In the Daily Worker for August 28th, the gruesome wisdom derived from the new developments is announced as follows:

“Answering Muste on urging workers to join the A.F. of L. Stachel said we are against this, except in certain cases like the Railroad Brotherhoods, as the A.F. of L. is organizing the workers for betrayal and not for struggle.”

This is what they have learned from the great trade union developments which are taking place before everybody’s eyes. This is the incredible deduction from the Left wing catastrophe in the needle trades. Are the masses themselves going to the A.F. of L. unions of their own motion? This question, which is decisive for the elaboration of an intelligent and realistic approach, does not exist for these harlequins. Didn’t the resolutions of several plenums of the Comintern and the Profltern and the Party and the T.U.U.L. instruct the masses to join the “red unions” and stay away from the A.F. of L.? And if the workers, under the impact of events and of pressure of various kinds, have taken a different path, how can that possibly necessitate an amendment to the various Plenums? It is quite clear that nobody but a counter-revolutionist could make such a suggestion.
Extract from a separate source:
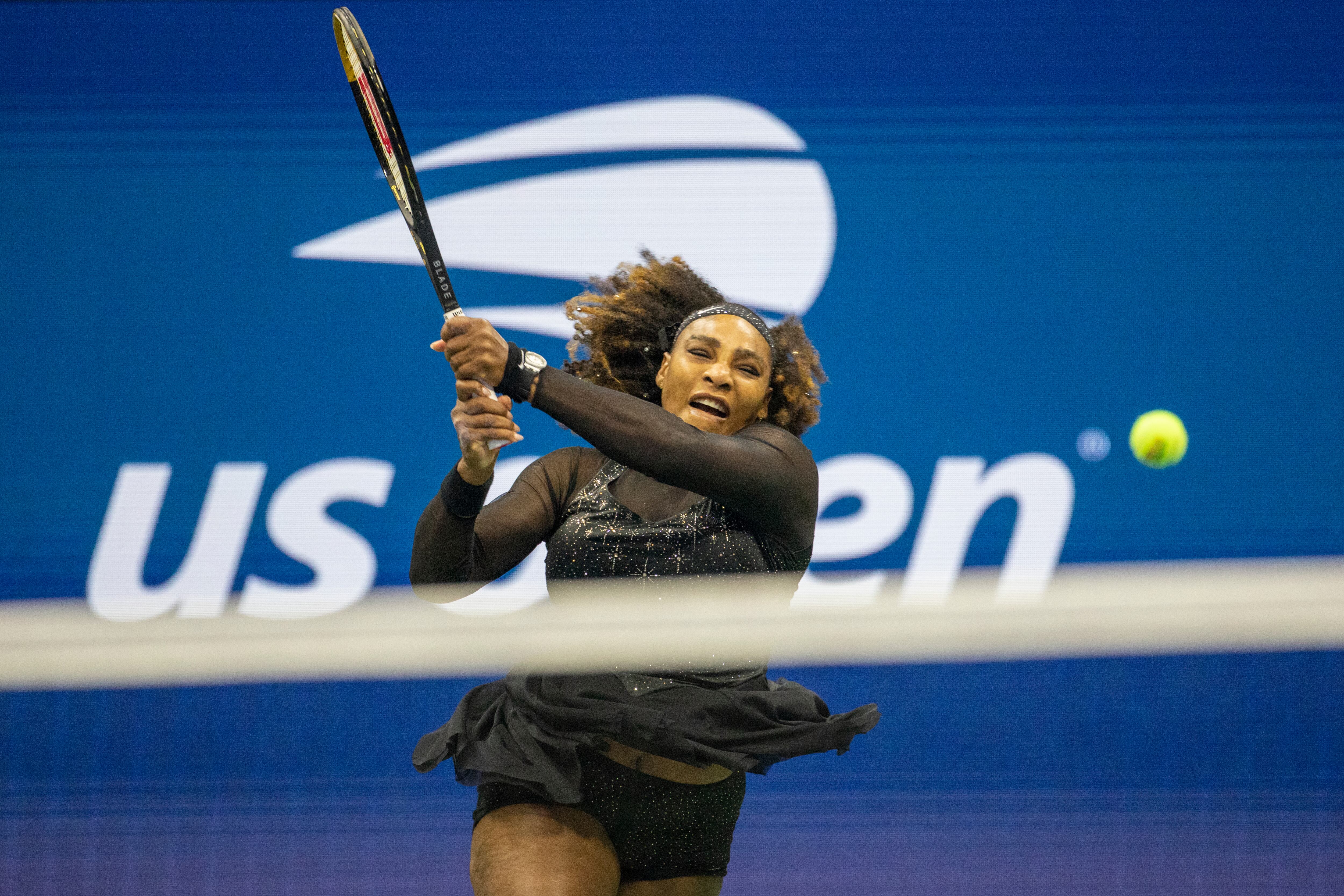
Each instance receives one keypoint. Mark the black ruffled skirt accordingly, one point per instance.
(527, 729)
“The A.F. of L. is organizing the workers for betrayal.” Insofar as the leadership is concerned, there is not a class-conscious worker who can have any doubt on this point. The discovery is not original with Stachel. But the assertion of the fact does not prevent the betrayal. Neither does it prevent the workers from entering the A.F. of L. unions. In this circumstance it is quite obvious that the organization of the struggle against the betrayal can begin only inside these unions. To stand aside from the surging movement into the old unions on the ground that the bureaucrats have treacherous designs means only in effect to facilitate the treachery and free the hands of the traitors. This is the essence of the Stalinist trade union policy imposed on the Left wing for a number of years and now again proclaimed at Cleveland.

We cannot have anything to do with such a policy. The class-conscious workers have to adjust themselves to reality and connect themselves closely with the living movement of the masses. Cut-and-dried schemes are of no use in trade union questions. Different industries present different problems. There is no universal formula to fit every situation. But the main direction of working class movement at the present time is into the conservative unions. This is the decisive fact which determines the necessity for the slogan of entering these unions and organizing the struggle within them.

By this we do not at all commit ourselves to the fetishistic belief in the possibility of transforming the A.F. of L. into a fighting instrument of the workers. We do not expect Green & Co. to organize the masses of unskilled workers in the basic industries for effective struggle. The resurgent struggles of the masses, following the inevitable collapse of the Roosevelt program and the disillusionments of the masses who are now captivated by it, will very probably break out of the formal bounds of the A.F. of L. and seek expression in a new trade union movement. But in order to influence such an eventuality the revolutionaries must connect themselves with the live process of the movement at every stage of its development. The center of gravity at the present moment is unquestionably in the conservative mass organizations. That is where we must be.